Clara Degiovanni publié le 24 juin 2021 3 min

« Il a pris des vacances bien méritées. » D’apparence anodine, cette phrase on ne peut plus banale en dit pourtant long sur notre manière d’envisager le repos. Il serait quelque chose qui se mérite, c’est-à-dire une récompense qui s’obtient, voire se conquiert seulement après avoir suffisamment travaillé. De la petite pause-café pour mieux redémarrer en passant par la quinzaine de vacances d’été jusqu’à la retraite : tous ces moments de repos sont accordés (par soi-même, par l’employeur, par l’État). Ils sont, à ce titre, indissociables du travail qui les a précédé et justifié. Mais le repos ne peut-il pas avoir une valeur propre, absolue, indépendante du travail fourni ou supposé ? Ne peut-on pas dissocier le droit au repos du devoir de travailler ?
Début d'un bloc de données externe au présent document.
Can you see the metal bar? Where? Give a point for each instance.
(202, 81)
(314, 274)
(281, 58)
La réponse de trois philosophes (plus ou moins) laborieux : Kant, Marx et Lafargue.

 

  • Kant : le repos ça se mérite ! Pour Emmanuel Kant, pas de doute : le vrai repos est la récompense du travail bien fait. Et gare à ceux qui se livrent à l’oisiveté sans l’avoir méritée. Dans ses Réflexions sur l’éducation (publiées en 1803), le philosophe allemand envisage le repos comme une espèce de drogue dont il ne faut pas trop user car moins on en fait… moins on a envie d’en faire. « C’est […] un malheur bien assez grand pour l’homme que d’être si enclin à l’inactivité. Plus un homme s’est adonné à la paresse, plus il est difficile de s’adonner à travailler. » Et à l’inverse, travailler est un besoin vital : « L’homme a besoin d’occupations, et même de celles qui impliquent une certaine contrainte. » La fatigue qui résulte de l’activité professionnelle permet ensuite de profiter d’un sommeil agréable et réparateur, car « le meilleur repos est celui qui suit le travail ». Bref, il faut travailler plus pour dormir mieux ! On l’aura compris, pour Kant, le travail, c’est la santé… rien faire, c’est la ruiner.
  • Marx : le repos « mérité » n’est pas du vrai repos. Dans Le Capital (1867) Karl Marx considère à l’inverse que voir le repos comme résultat et récompense du travail fourni est un piège capitaliste. Ce repos-là n’en est pas vraiment : il est plutôt une manière de renouveler sa force de travail, de faire en sorte d’être plus performant quand on retourne au boulot. Dans « l’idéologie capitaliste », la nuit de sommeil est ainsi intégrée dans les 24 heures de la journée du travailleur. Car sans cette pause minimale, « la force de travail refuse absolument de reprendre son service ». Aujourd’hui, cette manière de penser le repos uniquement comme un moyen de recharger les batteries peut prendre des formes pernicieuses. Dans les métiers créatifs par exemple, partir seulement pour retrouver l’inspiration est déjà une manière de travailler par anticipation. Le repos est ainsi travesti, intégré à une stratégie professionnelle. Il est, nous dit Marx, « incorporé au procès même de la production. » Le capital, en effaçant la frontière entre travail et vacances, supprime ainsi le vrai repos et « vole le temps qui devrait être employé à respirer l’air libre et à jouir de la lumière du soleil. » Reposez vous mieux… mais pas pour travailler plus !
  • Lafargue : le repos est un droit fondamental qui ne se « mérite » jamais. Selon l’écrivain socialiste Paul Lafargue (qui est aussi le gendre de Marx) le repos n’est jamais une récompense car il a une valeur absolue. Il est un droit fondamental, un besoin vital qui ne doit résulter d’aucun devoir préalable. En 1883, il publie donc Le Droit à la paresse : une qualité essentielle, qu’il considère comme une « vertu » à la fois « noble et sacrée ». Selon lui, il convient donc de limiter au maximum – 3 heures par jour – le « passion moribonde » du travail : pour « fainéanter et bombancer le reste de la journée et de la nuit. » Lafargue va même jusqu’à inverser les choses : ce n’est pas le repos qui doit ponctuer le temps de travail, mais le travail qui doit devenir « un condiment des plaisirs de la paresse », une sorte de cerise sur le gâteau, pas trop fatigante et peu encombrante. Il s’agit donc de travailler beaucoup moins, pour glander plus – et surtout, pour glander mieux ! Car le repos est un art et il n’a pas de prix. Si vous avez la chance d’en avoir, on vous souhaite donc de bonnes vacances… en espérant qu’elles ne sont pas « méritées ».